En cela, l’improvisation ouvre d’autres portes que ne pourrait ouvrir le théâtre à texte. Non que le théâtre n’ait pas lui aussi des mécanismes favorisant l’accomplissement personnel, bien au contraire, mais nous sommes, dans le match d’improvisation, plus près d’une sorte de célébration des “rites d’interactions”, tels que les décrivait Erwinn Goffman[2], qui explique sûrement l’engouement du public pour ce spectacle, qui est à la fois un moment d’expression artistique et un exutoire des relations humaines. On ne compte plus les histoires de couples qui ont pu se jouer dans la patinoire. Combien de morts, qui sont autant de morts symboliques, nous permettant de nous jouer de cette fin certaine. Combien d’accouchements, également? Autant de situations qui nous permettent de réécrire la réalité, sans doute pour mieux la comprendre.

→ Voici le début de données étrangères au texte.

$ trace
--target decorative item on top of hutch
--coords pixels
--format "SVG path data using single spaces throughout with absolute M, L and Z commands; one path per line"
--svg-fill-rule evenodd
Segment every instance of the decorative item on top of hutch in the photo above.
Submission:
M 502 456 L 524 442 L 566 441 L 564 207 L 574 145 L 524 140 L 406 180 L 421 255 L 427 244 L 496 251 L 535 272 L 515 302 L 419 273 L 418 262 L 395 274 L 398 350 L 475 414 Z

De ce fait, comme les interactants que nous décrit Goffman, nos comédiens d’un moment deviennent pour nous des “interacteurs”. Car ils font plus qu’inventer un simple rôle. Ils l’écrivent et ils le mettent en scène, dans les mêmes conditions temporelles que n’importe quel individu qui devra construire une relation sociale.

La particularité du match d’improvisation c’est que l’interaction est donnée à voir, et soumise à un jugement: celui du public. Il y aura en effet sanction à l’issue de l’interaction. D’une certaine manière, on peut dire qu’au-delà de l’improvisation, le public va juger l’interaction. Celui qui a des chances de remporter le point sera celui qui aura le plus contribué à construire une histoire commune avec l’autre joueur, donc à interagir avec lui. Bien sûr, il serait réducteur de voir le rôle du public par ce simple biais, mais il nous apparaît fondamental de pointer cette dimension, car elle explique ce principe paradoxal qui veut que en jouant l’un contre l’autre, les joueurs soient tenus de construire ensemble. Le vote du public est bien plus un vote valorisateur, qu’un vote inquisiteur de la relation instaurée entre les deux joueurs.

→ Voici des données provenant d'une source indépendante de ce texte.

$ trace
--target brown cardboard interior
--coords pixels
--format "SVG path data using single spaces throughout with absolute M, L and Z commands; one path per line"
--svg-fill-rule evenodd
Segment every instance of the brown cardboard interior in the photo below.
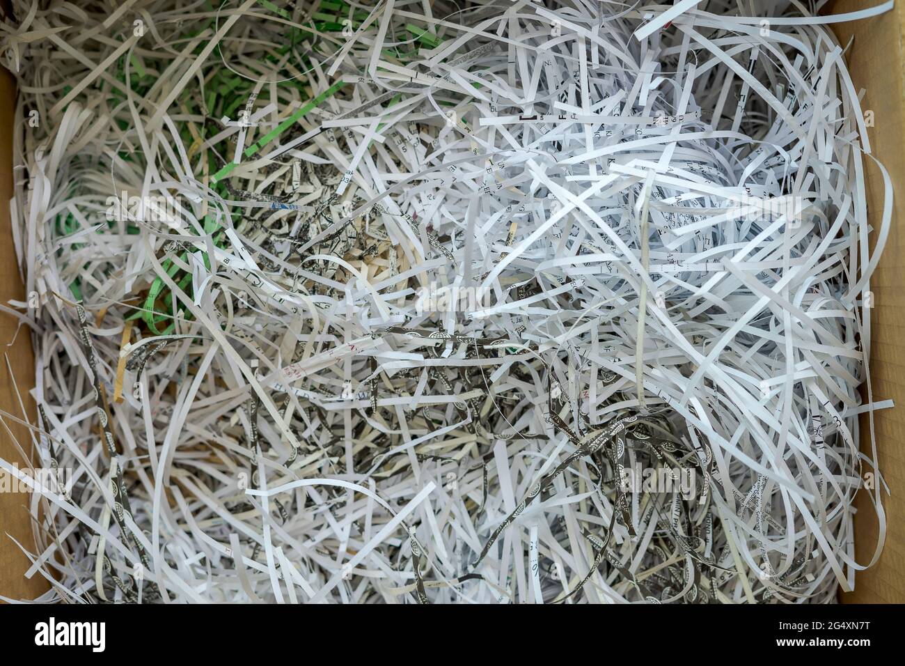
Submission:
M 10 299 L 25 300 L 25 290 L 19 275 L 15 248 L 13 246 L 9 216 L 9 200 L 13 196 L 14 98 L 15 82 L 5 69 L 0 67 L 0 303 L 4 304 Z M 0 351 L 3 354 L 3 358 L 0 358 L 0 410 L 11 415 L 0 413 L 3 417 L 3 427 L 0 427 L 0 456 L 6 460 L 18 462 L 20 468 L 25 468 L 27 465 L 22 459 L 14 441 L 18 441 L 23 449 L 31 454 L 32 439 L 28 429 L 14 419 L 25 420 L 20 405 L 24 405 L 29 422 L 34 422 L 35 413 L 34 401 L 28 393 L 34 385 L 34 358 L 29 337 L 27 327 L 20 329 L 14 317 L 0 312 Z M 14 339 L 15 342 L 9 345 Z M 30 580 L 23 576 L 30 563 L 10 538 L 12 536 L 16 539 L 30 551 L 35 550 L 28 517 L 29 502 L 30 497 L 27 494 L 0 492 L 0 594 L 14 599 L 33 598 L 48 587 L 47 581 L 40 575 Z
M 879 0 L 836 0 L 832 12 L 840 14 L 873 6 Z M 885 165 L 898 186 L 905 182 L 905 58 L 902 37 L 905 27 L 905 2 L 897 0 L 887 14 L 834 27 L 844 46 L 851 36 L 854 43 L 846 60 L 856 88 L 864 88 L 865 110 L 874 112 L 875 124 L 869 131 L 873 154 Z M 13 246 L 9 208 L 12 196 L 12 130 L 14 101 L 13 79 L 0 68 L 0 302 L 11 298 L 24 300 L 24 287 Z M 870 215 L 876 219 L 882 206 L 881 181 L 878 169 L 865 160 L 868 171 Z M 875 307 L 872 311 L 872 383 L 878 400 L 891 398 L 897 409 L 884 410 L 874 417 L 880 469 L 889 485 L 891 496 L 883 498 L 890 520 L 886 543 L 879 562 L 856 576 L 855 591 L 841 594 L 846 603 L 905 603 L 905 497 L 900 488 L 905 478 L 905 452 L 898 450 L 898 442 L 905 439 L 905 289 L 901 275 L 905 271 L 905 239 L 898 229 L 902 210 L 901 197 L 896 200 L 892 230 L 885 254 L 871 283 Z M 34 405 L 28 396 L 33 385 L 33 360 L 27 332 L 15 336 L 16 321 L 0 312 L 0 345 L 5 358 L 0 360 L 0 409 L 22 418 L 19 400 L 13 390 L 7 370 L 12 367 L 19 393 L 33 423 Z M 15 337 L 12 346 L 5 346 Z M 900 350 L 902 350 L 900 352 Z M 900 373 L 901 372 L 901 373 Z M 11 434 L 30 450 L 31 439 L 25 428 L 4 415 L 6 428 L 0 432 L 0 456 L 7 460 L 20 459 Z M 862 435 L 868 422 L 862 420 Z M 870 446 L 862 436 L 862 446 Z M 25 496 L 0 493 L 0 595 L 12 598 L 33 598 L 47 588 L 39 577 L 26 580 L 23 572 L 28 560 L 9 536 L 14 536 L 33 550 L 32 527 L 25 508 Z M 877 541 L 877 523 L 870 499 L 861 493 L 856 501 L 859 514 L 855 520 L 857 561 L 866 564 L 872 556 Z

Il faut également rappeler que l’arbitre qui est au cœur de cette interaction agit comme un régulateur, et non en tant que partie prenante de l’interaction. Cela nous renvoie aux critiques que nous formulions dans la définition du rôle de l'arbitre concernant les dérives de certains qui s’immiscent bien trop dans cette relation dans laquelle ils ne peuvent déroger à une stricte neutralité.

Tout cela nous conduit à dire que le match d’improvisation, avant d’être un jeu théâtral, est avant tout un jeu social, dans ce sens qu’il utilise tous les mécanismes de l’interaction sociale, qu’il en utilise les codes et qu’il met les individus dans une relation qui nécessite l’utilisation de référentiels sociaux au travers d’une démarche conduite par plusieurs facteurs psychologiques.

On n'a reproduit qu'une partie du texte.